London

An international team of chemists is working on something that chemistry sorely lacks — a consistent and comprehensive way of labelling all chemical compounds.

The new technique will apply computer algorithms to molecular structures, generating a unique digital signature for any chemical compound. The new labels are not intended to replace common chemical names, but to allow easier linking to compounds in online chemical databases and journals.

“The hope is that all organizations that handle information on chemicals will be able to use a single format to say what the chemical is,” says Alan McNaught, general manager of the production division at the Royal Society of Chemistry in Cambridge, who coordinates the project for the International Union of Pure and Applied Chemistry (IUPAC).

Right now there is no single international standard for identifying chemicals. The IUPAC and the American Chemical Society use different rules. Some drug companies, as well as different branches of chemistry, have their own chemical-naming systems. Even simple structures can cause confusion. For example, the formal name for acetic acid, the main ingredient in vinegar, is ethanoic acid.

IUPAC believes that its new system — which would be freely available to all — could unify the different approaches. Tentatively known as IChI, for IUPAC chemical identifier, its development is being led by a team at the US National Institute of Standards and Technology (NIST) in Gaithersburg, Maryland.

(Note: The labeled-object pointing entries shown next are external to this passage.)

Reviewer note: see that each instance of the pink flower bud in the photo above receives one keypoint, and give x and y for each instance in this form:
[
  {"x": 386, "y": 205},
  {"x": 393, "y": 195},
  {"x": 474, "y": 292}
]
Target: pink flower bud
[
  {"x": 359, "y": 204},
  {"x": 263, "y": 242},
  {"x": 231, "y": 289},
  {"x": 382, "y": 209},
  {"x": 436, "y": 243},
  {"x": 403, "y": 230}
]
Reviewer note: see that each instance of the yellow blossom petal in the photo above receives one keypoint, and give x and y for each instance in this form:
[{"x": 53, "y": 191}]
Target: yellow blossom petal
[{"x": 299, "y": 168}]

A preliminary version of the software covering well-defined, covalently bonded organic molecules was released this year to let other chemists test the idea. It labels each atom in a compound in a way that does not depend on how the structure is drawn, and converts the label to a string of characters. The format has not been finalized, but at present ethane is 'C3C3, 2-1', for example, and acetone is 'C3C3OC, 4-1-2-3' (the labels are easily converted to structures using the algorithm). The process is reversible, so molecular structures can be generated from the identifiers.

The next step is to extend the system to include more complex organic compounds, such as polymers, and ultimately to tackle inorganic compounds. By adding it to software packages commonly used to draw chemical structures, the NIST team hopes that IChI will enter into widespread use.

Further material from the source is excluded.